In the results/gubbins directory we can see the following files:

aligned_pseudogenomes_masked.fas         sero1.final_tree.tre                sero1.recombination.png
sero1.branch_base_reconstruction.embl    sero1.log                           sero1.recombination_predictions.embl
sero1.filtered_polymorphic_sites.fasta   sero1.node_labelled.final_tree.tre  sero1.recombination_predictions.gff
sero1.filtered_polymorphic_sites.phylip  sero1.per_branch_statistics.csv     sero1.summary_of_snp_distribution.vcf

Along with the Gubbins outputs the script also created the masked alignment file (aligned_pseudogenomes_masked.fas) and a figure showing the location of the recombinant regions in the reference genome (sero1.recombination.png).

Exercise: Build post-Gubbins phylogeny

Now that we have created a recombination-masked alignment, we can extract the variant sites and count of constant sites and use these to build a recombination-free phylogenetic tree with IQ-TREE.

  • Activate the software environment: mamba activate iqtree.
  • Fix the script provided in scripts/04-run_iqtree.sh.

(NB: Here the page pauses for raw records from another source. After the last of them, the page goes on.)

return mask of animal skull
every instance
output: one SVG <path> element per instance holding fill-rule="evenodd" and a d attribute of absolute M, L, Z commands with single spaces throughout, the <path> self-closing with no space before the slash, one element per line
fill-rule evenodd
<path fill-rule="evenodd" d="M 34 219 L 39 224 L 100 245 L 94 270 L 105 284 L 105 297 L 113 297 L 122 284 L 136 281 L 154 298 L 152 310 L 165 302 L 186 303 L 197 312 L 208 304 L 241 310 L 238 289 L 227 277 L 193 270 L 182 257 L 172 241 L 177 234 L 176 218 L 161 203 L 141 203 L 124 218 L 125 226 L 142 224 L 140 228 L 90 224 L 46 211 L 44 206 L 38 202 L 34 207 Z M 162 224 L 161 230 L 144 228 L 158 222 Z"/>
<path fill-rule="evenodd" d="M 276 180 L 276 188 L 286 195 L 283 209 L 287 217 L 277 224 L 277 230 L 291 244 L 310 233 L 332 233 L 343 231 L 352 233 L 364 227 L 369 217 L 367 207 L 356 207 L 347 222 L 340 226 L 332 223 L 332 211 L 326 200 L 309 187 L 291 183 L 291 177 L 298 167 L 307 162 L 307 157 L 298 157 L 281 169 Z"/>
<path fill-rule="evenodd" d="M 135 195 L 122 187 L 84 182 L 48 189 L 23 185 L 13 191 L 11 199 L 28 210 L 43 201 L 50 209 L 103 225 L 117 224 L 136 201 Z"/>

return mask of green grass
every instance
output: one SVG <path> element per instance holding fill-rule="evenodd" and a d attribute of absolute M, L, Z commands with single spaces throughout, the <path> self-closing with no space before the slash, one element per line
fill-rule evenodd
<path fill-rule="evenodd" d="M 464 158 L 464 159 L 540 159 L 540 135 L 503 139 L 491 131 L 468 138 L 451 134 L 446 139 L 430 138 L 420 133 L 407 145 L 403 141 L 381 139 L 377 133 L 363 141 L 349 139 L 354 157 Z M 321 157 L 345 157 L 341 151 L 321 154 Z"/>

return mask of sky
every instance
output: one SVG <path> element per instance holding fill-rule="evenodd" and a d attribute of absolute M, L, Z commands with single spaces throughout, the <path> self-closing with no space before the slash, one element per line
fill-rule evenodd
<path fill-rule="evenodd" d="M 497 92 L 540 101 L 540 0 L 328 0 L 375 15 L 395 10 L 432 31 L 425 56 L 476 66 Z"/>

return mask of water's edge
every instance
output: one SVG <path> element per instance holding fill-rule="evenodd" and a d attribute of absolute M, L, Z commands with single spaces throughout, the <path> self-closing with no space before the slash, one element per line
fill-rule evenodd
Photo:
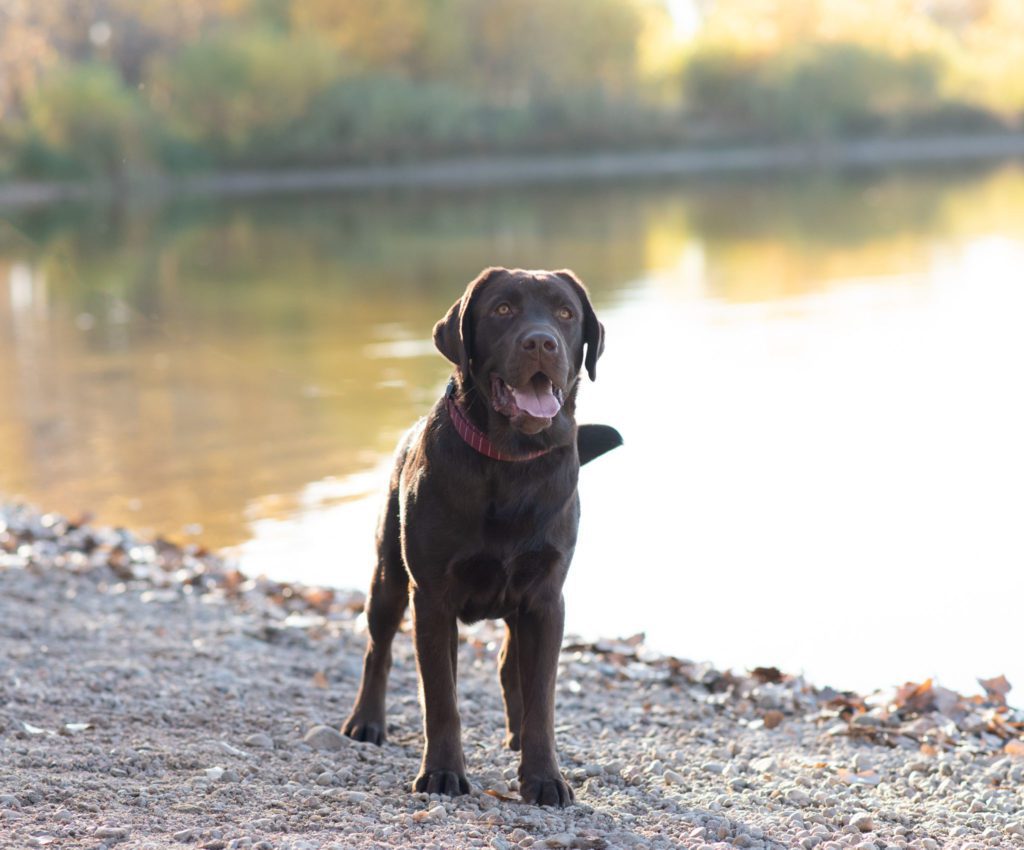
<path fill-rule="evenodd" d="M 129 196 L 246 196 L 356 189 L 435 188 L 730 172 L 878 168 L 888 165 L 998 160 L 1024 156 L 1024 133 L 875 138 L 825 144 L 767 145 L 582 155 L 481 157 L 331 169 L 239 171 L 129 179 L 122 182 L 12 181 L 0 206 Z"/>

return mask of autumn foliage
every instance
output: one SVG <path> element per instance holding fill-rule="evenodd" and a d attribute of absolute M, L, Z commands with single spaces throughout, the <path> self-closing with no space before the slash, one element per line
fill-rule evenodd
<path fill-rule="evenodd" d="M 1013 128 L 1015 0 L 8 0 L 0 174 Z"/>

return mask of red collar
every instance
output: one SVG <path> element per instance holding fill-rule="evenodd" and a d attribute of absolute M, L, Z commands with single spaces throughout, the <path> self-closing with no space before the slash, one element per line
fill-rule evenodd
<path fill-rule="evenodd" d="M 468 443 L 471 448 L 492 460 L 534 460 L 551 451 L 551 449 L 539 449 L 534 452 L 510 455 L 497 449 L 494 443 L 487 438 L 487 435 L 466 418 L 465 412 L 461 407 L 459 407 L 459 403 L 455 400 L 454 382 L 448 384 L 448 389 L 445 390 L 444 406 L 448 411 L 448 418 L 452 420 L 452 425 L 455 426 L 455 430 L 458 432 L 458 435 L 462 437 L 462 439 Z"/>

See Section 14.3.2 if you need a hint of how to fix the code in the script.
  • Run the script using bash scripts/04-run_iqtree.sh. Several messages will be printed on the screen while IQ-TREE runs.

For SNP-sites:

  • The input alignment should be the output from the gubbins program found in results/gubbins/ (or in the preprocessed folder if you are still waiting for your analysis to finish).

The fixed script is:

#!/bin/bash

# create output directory
mkdir -p results/snp-sites/
mkdir -p results/iqtree/

# extract variable sites
snp-sites preprocessed/gubbins/aligned_pseudogenomes_masked.fas > results/snp-sites/aligned_pseudogenomes_masked_snps.fas

# count invariant sites
snp-sites -C preprocessed/gubbins/aligned_pseudogenomes_masked.fas > results/snp-sites/constant_sites.txt

# FIX!!
# Run iqtree
iqtree \
  -fconst $(cat results/snp-sites/constant_sites.txt) \
  -s results/snp-sites/aligned_pseudogenomes_masked_snps.fas \
  --prefix results/iqtree/sero1 \
  -nt AUTO \
  -ntmax 8 \
  -mem 8G \
  -m MFP \
  -bb 1000
  • We extract the variant sites and count of invariant sites using SNP-sites.
  • As input to both snp-sites steps, we use the aligned_pseudogenomes_masked_snps.fas file produced in the previous exercise.
  • The next step runs IQ-tree:
    • We specify the number of constant sites, also generated from the previous exercise. We can use $(cat results/snp-sites/constant_sites.txt) to directly add the contents of constant_sites.txt without having to open the file to obtain these numbers.
    • We use as prefix for our output files “sero1” (since we are using the data from the Chaguza serotype 1 paper), so all the output file names will be named as such.
  • We automatically detect the number of threads/CPUs for parallel computation.

After the analysis runs we get several output files in our directory:

ls results/iqtree/
sero1.bionj  sero1.ckp.gz  sero1.iqtree  
sero1.log    sero1.mldist  sero1.treefile

The main file of interest is sero1.treefile, which contains our tree in the standard Newick format.

31.6 Summary

Key Points
  • In bacteria, recombination refers to the process of genetic material exchange between organisms, through processes such as transformation, transduction and conjugation.
  • The Gubbins software can be to produce recombination-free alignments. It requires as input a multiple sequence alignment from whole genomes.
  • After identifying recombinant regions, these are masked from the alignment (i.e. converted to ’N’s).
  • The output from Gubbins can then be used as input to SNP-sites and IQ-tree as demonstrated before.